– Мамуля, я очень рада.
– Правда?
Инна Геннадьевна смотрела на дочь все тем же растерянным взглядом.
– Ну конечно! – заверила Аля.
– По-моему, со мной не было так даже в молодости, – тихо сказала мама.
Реваз Аркадьевич действительно уехал в конце мая, но уже в июне Инна Геннадьевна взяла отпуск и отправилась в Тбилиси – после его ежедневных звонков и нескольких писем. Осенью он приехал снова, потом почему-то уехал опять, хотя они, кажется, не ссорились.
Аля видела, что мать думает только о нем, и даже тревожилась за нее, старательно отгоняя назойливые дуновения ревности. Конечно, Резо милейший человек, умный, веселый и маму, похоже, действительно любит. И все-таки – уж очень это все неожиданно…
Она почти не удивилась, когда мама сказала однажды:
– Алинька, я, знаешь, может быть, уеду…
– Куда? – на всякий случай спросила Аля, хотя это и так было понятно.
– В Тбилиси. Только ты не возражай, не возмущайся сразу! – воскликнула Инна Геннадьевна, хотя Аля вовсе не собиралась возмущаться. – Он не может жить в Москве, понимаешь? Хотя и работа хорошая, и Россию он любит. Но он чувствует себя здесь как в эмиграции, и я его понимаю. Ведь там совсем другая жизнь, я сама в этом убедилась. Отношения между людьми другие, ритм другой – все другое. Да еще этот кошмар с лицами кавказской национальности! Каково интеллигентному человеку в его возрасте на каждом шагу предъявлять документы и доказывать малограмотным милиционерам, что он не бандит? Он чувствует себя здесь человеком второго сорта, и мне нечего ему возразить.
– Но как же… – начала было Аля.
– Я буду часто приезжать! – горячо произнесла мама. – Мы вместе будем приезжать, ты не будешь чувствовать себя покинутой!
– Да нет, я не о том, – улыбнулась она. – Конечно, не буду. Но… ты-то москвичка коренная, и вдруг – Тбилиси. Вот именно, что совсем другая жизнь…
– А что я могу сделать? – опустив глаза, произнесла мама. – Я его люблю. Может быть, я привыкну…
Так он и произошел – еще один жизненный поворот, в результате которого Аля осталась одна в квартире и в каждом дне своей жизни.
Она впервые оказалась один на один с жизнью, со всем ее мощным, разрушительным напором.

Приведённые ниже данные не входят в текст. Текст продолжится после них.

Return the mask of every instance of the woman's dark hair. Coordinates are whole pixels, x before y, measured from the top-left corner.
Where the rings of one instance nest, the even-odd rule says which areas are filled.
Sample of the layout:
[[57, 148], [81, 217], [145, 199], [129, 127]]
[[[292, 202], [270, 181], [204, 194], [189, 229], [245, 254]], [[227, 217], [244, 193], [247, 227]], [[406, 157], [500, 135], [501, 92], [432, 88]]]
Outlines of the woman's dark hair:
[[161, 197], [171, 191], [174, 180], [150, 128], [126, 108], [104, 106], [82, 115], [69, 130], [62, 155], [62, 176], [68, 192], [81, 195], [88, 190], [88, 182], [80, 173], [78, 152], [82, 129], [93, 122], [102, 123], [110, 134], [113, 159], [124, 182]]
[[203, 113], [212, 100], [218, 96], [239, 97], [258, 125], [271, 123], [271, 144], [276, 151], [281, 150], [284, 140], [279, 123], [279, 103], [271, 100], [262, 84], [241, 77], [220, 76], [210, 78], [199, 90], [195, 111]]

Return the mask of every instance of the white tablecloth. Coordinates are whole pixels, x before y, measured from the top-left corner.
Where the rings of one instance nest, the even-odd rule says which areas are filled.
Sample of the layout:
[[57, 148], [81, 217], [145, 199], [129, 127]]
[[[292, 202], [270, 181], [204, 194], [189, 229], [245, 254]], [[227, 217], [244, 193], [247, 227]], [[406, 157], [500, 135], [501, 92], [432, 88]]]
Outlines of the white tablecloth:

Глядя на то, как стремительно переменилась мамина судьба, Аля совершенно отчетливо поняла: ничто в жизни не предопределено заранее, ничего нельзя предсказать наверняка. И если ты родилась умненькой и хорошенькой девочкой в крепкой и доброй семье – это совсем не значит, что ты хоть сколько-нибудь застрахована от того, например, чтобы спиться, стать наркоманкой, проституткой, да просто по ветру развеять жизнь, не стать в ней никем, впустую растратить свою душу и остаться в полном одиночестве.
Догадайся Аля об этом несколько лет назад – неизвестно, как она повела бы себя, в какую бездну отчаяния завела бы ее такая догадка. Но год, проведенный с Ильей в пестрой и тусклой суете богемной тусовки… Этого было не вычеркнуть из жизни. Этот опыт не прошел для нее напрасно, и, пройдя через него, Аля чувствовала себя закаленной как сталь.
Она вдруг вспомнила, как сидела, заплаканная, на полу в ванной, в загородном особняке Илюшиного приятеля – растерянная, совершенно запутавшаяся в странных, искаженных человеческих отношениях, – а Венька Есаулов утешал ее, вытирал потеки туши на мокрых щеках и говорил: «Трудно с тобой говорить, Сашенька, ничего тобой еще не прожито…» – и улыбался с тоской в блестящих «индейских» глазах.